Hacker News new | ask | show | jobs
by winsletts 3994 days ago
The problem with etcd members on every Postgres node is that clusters fixed nodes or members. etcd doesn't function well in an environment where you could tear down / build up new nodes. Most of our Postgres service runs on AWS, and thus we must expect that any single node may vanish, and our system must replace that node. We tried running etcd alongside Postgres in an early prototype, but ran into issues with etcd cluster stability when destroying and recreating nodes. Thus, we opt for a stand alone etcd cluster distinct from the Postgres cluster.
1 comments

You can set up a local etcd proxy to mitigate this. You'd run the proxy listening on localhost, and then have it connected to the stable etcd cluster elsewhere.

The proxy can find the cluster manually or use SRV records. Autoscale the Postgres machines as much as you want after that while leaving etcd on stable machines.
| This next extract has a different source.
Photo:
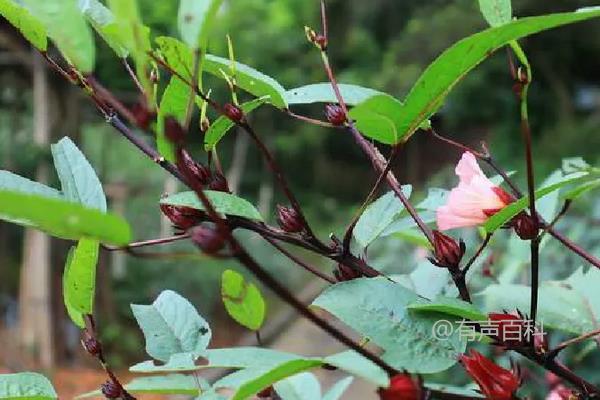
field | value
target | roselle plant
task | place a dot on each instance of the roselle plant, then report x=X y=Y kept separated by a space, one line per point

That's what we basically trying to do in the future, however that's really hard to do if you want to have a running etcd cluster with 5 nodes all the time. You would need to check if one etcd died, and then either promote a proxy to a etcd master or run a new machine (the later is only possible in clouds or virtual environments)
You can do that trivially with Mesos and have it always ensure 5 instances are running. Bonus points that it will run identically on bare metal and cross cloud which means less vendor lock in for you.